This procedure documents various benchmarking procedures in use inside TPA.
HTTP load testing
Those procedures were quickly established to compare various caching software as part of the cache service setup.
Common procedure
-
punch a hole in the firewall to allow the test server to access tested server, in case it is not public yet
iptables -I INPUT -s 78.47.61.104 -j ACCEPT ip6tables -I INPUT -s 2a01:4f8:c010:25ff::1 -j ACCEPT
-
point the test site (e.g.
blog.torproject.org
) to the tested server on the test server, in/etc/hosts
:116.202.120.172 blog.torproject.org 2a01:4f8:fff0:4f:266:37ff:fe26:d6e1 blog.torproject.org
-
disable Puppet on the test server:
puppet agent --disable 'benchmarking requires /etc/hosts override'
-
launch the benchmark on the test server
Siege
Siege configuration sample:
verbose = false
fullurl = true
concurrent = 100
time = 2M
url = http://www.example.com/
delay = 1
internet = false
benchmark = true
Might require this, which might work only with varnish:
proxy-host = 209.44.112.101
proxy-port = 80
Alternative is to hack /etc/hosts
.
apachebench
Classic commandline:
ab2 -n 1000 -c 100 -X cache01.torproject.org https://example.com/
-X
also doesn't work with ATS, modify /etc/hosts
instead.
bombardier
We tested bombardier as an alternative to go-wrk
in previous
benchmarks.
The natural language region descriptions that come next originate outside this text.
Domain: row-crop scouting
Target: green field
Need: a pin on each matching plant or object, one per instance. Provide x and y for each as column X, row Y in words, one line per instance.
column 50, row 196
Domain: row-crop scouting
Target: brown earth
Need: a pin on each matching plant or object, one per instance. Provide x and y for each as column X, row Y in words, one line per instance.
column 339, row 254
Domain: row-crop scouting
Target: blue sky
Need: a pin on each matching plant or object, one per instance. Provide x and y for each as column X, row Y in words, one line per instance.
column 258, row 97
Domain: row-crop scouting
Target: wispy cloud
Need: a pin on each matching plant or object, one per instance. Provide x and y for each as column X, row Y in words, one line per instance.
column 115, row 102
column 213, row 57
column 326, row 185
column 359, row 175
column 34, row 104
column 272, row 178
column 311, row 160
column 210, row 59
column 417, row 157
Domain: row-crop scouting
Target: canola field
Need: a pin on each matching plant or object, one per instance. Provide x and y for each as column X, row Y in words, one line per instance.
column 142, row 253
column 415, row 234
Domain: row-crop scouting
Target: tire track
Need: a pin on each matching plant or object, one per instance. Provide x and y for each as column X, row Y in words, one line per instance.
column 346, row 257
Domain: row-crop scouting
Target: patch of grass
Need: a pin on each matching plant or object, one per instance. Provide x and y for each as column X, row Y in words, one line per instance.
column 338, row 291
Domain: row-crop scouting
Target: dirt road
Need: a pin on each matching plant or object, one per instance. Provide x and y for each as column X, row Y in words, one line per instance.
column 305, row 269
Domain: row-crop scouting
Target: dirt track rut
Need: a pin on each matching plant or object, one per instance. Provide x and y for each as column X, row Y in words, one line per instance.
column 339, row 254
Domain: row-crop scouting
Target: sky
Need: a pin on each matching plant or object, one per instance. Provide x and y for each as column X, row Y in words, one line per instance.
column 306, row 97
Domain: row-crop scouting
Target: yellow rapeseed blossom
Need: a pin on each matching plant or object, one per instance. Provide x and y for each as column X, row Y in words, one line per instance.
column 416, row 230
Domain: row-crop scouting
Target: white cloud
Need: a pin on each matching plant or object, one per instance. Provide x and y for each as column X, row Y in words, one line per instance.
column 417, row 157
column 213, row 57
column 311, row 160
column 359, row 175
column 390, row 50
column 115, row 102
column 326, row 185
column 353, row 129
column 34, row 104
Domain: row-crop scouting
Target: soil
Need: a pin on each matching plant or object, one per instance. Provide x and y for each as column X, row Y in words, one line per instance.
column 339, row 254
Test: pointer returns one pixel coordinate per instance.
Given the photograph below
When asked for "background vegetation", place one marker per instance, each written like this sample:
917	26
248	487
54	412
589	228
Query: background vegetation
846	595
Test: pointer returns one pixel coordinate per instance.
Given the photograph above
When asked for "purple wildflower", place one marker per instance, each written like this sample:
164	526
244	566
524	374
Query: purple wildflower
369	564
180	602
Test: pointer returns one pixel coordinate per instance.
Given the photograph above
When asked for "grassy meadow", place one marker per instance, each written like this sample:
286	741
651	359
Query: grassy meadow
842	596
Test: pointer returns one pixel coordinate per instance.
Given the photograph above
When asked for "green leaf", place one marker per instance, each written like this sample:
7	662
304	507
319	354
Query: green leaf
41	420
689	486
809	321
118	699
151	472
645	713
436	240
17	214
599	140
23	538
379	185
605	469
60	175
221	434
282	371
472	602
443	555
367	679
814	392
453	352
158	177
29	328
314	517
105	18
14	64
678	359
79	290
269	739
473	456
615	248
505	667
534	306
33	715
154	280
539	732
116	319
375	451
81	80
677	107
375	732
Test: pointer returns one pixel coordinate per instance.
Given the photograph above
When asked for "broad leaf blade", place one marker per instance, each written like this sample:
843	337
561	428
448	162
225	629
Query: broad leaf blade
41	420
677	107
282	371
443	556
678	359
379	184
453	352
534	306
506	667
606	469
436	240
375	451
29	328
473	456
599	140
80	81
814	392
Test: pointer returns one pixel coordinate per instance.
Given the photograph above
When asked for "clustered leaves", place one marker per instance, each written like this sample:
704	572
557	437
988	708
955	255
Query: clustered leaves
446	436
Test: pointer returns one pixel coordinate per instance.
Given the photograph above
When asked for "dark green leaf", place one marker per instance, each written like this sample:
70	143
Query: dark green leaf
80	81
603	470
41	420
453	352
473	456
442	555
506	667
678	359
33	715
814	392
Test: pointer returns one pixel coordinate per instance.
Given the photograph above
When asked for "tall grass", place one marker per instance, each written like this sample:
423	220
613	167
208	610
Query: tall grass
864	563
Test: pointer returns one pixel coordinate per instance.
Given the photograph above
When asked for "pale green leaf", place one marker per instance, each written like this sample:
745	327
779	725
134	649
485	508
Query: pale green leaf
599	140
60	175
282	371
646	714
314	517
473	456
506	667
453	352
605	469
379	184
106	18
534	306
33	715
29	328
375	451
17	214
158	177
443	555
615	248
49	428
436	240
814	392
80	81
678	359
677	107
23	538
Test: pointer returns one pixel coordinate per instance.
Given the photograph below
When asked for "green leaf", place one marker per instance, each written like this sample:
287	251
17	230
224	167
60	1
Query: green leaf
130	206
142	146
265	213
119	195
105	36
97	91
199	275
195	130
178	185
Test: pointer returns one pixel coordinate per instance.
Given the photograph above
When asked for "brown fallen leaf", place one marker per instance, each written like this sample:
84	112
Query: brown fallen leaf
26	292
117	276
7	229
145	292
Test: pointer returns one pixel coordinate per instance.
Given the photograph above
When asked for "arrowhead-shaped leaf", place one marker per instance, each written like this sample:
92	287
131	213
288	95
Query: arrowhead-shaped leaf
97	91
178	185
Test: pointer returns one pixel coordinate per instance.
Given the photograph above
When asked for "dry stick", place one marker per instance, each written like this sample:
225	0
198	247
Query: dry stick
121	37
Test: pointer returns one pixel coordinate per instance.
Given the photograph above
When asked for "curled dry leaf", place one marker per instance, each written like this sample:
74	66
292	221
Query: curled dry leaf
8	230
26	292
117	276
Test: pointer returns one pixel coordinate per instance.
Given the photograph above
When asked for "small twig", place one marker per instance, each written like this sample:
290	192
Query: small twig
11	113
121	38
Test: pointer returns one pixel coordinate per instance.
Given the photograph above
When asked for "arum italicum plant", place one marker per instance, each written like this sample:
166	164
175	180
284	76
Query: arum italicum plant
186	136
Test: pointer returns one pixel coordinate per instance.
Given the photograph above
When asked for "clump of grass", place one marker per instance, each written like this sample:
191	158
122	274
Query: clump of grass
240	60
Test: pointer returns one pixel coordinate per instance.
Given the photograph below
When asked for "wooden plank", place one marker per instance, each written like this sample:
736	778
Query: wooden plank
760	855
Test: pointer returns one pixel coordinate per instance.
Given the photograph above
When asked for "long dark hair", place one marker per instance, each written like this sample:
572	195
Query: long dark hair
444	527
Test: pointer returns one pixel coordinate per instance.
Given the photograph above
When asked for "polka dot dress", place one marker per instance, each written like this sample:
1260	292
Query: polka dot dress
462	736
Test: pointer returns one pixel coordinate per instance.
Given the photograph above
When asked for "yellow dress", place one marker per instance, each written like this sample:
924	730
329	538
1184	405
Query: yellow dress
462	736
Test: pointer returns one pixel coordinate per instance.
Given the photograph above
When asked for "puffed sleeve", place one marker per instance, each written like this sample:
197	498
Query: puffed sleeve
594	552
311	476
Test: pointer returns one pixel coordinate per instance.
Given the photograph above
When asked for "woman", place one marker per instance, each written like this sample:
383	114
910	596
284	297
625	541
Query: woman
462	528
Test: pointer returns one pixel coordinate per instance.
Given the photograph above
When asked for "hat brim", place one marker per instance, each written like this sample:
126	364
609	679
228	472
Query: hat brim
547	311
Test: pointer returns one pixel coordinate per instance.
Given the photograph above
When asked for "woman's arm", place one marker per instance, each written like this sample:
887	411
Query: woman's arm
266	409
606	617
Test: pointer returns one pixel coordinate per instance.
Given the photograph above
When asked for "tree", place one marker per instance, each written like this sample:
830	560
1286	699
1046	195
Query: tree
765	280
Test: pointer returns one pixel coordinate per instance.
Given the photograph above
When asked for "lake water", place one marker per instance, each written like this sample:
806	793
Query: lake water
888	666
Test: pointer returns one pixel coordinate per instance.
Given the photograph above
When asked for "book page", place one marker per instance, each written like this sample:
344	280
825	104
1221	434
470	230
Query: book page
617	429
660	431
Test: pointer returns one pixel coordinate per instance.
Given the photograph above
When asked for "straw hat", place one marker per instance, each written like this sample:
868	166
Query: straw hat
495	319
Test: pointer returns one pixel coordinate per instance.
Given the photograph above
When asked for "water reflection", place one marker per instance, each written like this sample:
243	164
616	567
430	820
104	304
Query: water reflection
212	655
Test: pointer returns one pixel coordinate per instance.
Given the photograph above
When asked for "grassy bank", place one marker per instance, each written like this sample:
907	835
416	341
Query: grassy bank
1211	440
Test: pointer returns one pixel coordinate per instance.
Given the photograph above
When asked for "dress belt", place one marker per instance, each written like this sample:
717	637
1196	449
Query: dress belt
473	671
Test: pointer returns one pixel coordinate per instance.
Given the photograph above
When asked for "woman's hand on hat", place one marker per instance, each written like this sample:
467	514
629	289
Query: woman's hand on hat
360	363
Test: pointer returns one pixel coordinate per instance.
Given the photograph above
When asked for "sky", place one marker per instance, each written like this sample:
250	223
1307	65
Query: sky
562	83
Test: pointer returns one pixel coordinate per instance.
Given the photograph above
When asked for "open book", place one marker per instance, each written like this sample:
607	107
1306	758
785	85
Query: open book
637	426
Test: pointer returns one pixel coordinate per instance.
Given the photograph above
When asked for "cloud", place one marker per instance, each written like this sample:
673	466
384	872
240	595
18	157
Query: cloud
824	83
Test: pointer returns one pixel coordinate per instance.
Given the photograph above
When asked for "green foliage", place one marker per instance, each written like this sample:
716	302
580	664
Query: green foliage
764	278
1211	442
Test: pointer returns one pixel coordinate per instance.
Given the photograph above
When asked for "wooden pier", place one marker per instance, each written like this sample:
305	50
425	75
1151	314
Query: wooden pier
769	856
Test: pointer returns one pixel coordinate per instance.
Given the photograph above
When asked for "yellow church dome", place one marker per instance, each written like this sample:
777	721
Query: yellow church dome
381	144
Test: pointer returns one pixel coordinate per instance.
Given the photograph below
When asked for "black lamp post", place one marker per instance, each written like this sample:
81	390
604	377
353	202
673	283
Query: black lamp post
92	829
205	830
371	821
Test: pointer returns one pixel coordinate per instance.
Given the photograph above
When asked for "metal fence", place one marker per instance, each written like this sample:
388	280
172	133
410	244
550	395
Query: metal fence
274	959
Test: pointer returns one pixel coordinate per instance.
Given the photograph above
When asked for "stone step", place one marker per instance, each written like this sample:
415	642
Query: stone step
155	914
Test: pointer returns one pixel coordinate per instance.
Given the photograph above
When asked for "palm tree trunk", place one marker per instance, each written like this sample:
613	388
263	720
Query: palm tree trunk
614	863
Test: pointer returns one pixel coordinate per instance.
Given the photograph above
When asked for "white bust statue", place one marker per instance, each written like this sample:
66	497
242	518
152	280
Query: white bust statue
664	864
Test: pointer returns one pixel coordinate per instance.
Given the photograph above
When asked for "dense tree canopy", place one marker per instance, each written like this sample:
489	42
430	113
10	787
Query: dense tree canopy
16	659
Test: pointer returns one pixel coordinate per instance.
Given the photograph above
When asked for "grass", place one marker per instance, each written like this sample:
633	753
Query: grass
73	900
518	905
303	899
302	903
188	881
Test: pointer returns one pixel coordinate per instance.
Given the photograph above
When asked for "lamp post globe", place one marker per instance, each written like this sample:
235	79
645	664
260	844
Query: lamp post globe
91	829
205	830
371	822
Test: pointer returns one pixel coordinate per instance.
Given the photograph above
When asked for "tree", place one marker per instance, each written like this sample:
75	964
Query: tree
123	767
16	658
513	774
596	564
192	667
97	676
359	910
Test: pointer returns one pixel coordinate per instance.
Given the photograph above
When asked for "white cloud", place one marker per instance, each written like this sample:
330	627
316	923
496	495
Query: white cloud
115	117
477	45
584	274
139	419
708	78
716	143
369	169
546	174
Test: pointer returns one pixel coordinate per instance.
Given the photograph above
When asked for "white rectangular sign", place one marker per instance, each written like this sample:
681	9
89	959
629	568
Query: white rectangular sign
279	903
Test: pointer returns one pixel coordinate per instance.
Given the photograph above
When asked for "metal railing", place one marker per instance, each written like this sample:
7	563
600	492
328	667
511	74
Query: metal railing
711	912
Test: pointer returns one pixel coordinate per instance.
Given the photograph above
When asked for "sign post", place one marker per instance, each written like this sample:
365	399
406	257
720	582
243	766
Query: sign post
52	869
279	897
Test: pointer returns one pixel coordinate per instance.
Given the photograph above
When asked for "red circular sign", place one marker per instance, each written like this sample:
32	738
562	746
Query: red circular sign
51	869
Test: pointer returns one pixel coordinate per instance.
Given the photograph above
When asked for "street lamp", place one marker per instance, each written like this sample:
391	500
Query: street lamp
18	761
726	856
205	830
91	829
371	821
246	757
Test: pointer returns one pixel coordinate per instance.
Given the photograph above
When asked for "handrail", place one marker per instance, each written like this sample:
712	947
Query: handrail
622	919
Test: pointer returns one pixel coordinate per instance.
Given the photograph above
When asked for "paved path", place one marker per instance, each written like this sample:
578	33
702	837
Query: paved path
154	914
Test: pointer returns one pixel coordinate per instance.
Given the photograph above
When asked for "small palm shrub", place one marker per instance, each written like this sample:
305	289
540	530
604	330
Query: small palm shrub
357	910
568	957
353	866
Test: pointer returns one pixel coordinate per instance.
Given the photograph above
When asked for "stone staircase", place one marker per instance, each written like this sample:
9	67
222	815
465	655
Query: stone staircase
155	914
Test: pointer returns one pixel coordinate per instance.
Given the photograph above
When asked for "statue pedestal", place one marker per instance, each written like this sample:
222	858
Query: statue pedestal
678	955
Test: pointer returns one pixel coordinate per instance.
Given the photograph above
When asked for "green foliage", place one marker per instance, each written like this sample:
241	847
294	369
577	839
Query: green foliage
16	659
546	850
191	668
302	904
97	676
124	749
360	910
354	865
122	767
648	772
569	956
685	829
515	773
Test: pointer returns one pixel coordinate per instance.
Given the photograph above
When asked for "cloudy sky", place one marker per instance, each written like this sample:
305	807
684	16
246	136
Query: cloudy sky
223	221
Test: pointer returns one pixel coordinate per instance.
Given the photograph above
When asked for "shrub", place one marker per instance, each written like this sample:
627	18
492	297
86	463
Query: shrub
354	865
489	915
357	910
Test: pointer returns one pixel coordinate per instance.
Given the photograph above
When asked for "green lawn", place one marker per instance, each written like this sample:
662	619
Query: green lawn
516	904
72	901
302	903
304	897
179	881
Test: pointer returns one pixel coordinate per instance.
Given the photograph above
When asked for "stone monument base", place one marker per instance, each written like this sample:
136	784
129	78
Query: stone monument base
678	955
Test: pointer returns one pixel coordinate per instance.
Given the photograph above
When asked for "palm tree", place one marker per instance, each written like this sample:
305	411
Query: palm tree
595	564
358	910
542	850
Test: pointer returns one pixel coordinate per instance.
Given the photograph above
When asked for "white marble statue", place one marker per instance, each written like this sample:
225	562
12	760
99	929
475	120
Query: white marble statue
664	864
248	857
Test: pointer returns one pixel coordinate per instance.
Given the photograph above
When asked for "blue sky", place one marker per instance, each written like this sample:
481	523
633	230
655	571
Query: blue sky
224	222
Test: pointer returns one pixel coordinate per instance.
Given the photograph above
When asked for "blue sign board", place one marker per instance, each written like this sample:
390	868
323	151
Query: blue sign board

The goal of using go-wrk
was that it supported HTTP/2
(while wrk
didn't), but go-wrk
had performance issues, so we went
with the next best (and similar) thing.
Unfortunately, the bombardier package in Debian is not the HTTP benchmarking tool but a commandline game. It's still possible to install it in Debian with:
export GOPATH=$HOME/go
apt install golang
go get -v github.com/codesenberg/bombardier
Then running the benchmark is as simple as:
./go/bin/bombardier --duration=2m --latencies https://blog.torproject.org/
wrk
Note that wrk works similarly to bombardier
, sampled above, and has
the advantage of being already packaged in Debian. Simple cheat sheet:
sudo apt install wrk
echo "10.0.0.0 target.example.com" >> /etc/hosts
wrk --latency -c 100 --duration 2m https://target.example.com/
The main disadvantage is that it doesn't (seem to) support HTTP/2 or similarly advanced protocols.
Other tools
Siege has trouble going above ~100 concurrent clients because of its design (and ulimit) limitations. Its interactive features are also limited, here's a set of interesting alternatives:
Project | Lang | Proto | Features | Notes | Debian |
---|---|---|---|---|---|
ali | golang | HTTP/2 | real-time graph, duration, mouse support | unsearchable name | no |
bombardier | golang | HTTP/2 | better performance than siege in my 2017 tests | RFP) | |
boom | Python | HTTP/2 | duration | rewrite of apachebench, unsearchable name | no |
go-wrk | golang | no duration | rewrite of wrk, performance issues in my 2017 tests | no | |
hey | golang | rewrite of apachebench, similar to boom, unsearchable name | ITP | ||
Jmeter | Java | interactive, session replay | yes | ||
k6.io | JMeter rewrite with "cloud" SaaS | no | |||
Locust | distributed, interactive behavior | ITP | |||
oha | Rust | TUI | inspired by hey | no | |
Tsung | Erlang | multi | distributed | yes | |
wrk | C | multithreaded, epoll, Lua scriptable | yes |
Note that the Proto(col) and Features columns are not exhaustive: a tool might support (say) HTTPS, HTTP/2, or HTTP/3 even if it doesn't explicitly mention it, although it's unlikely.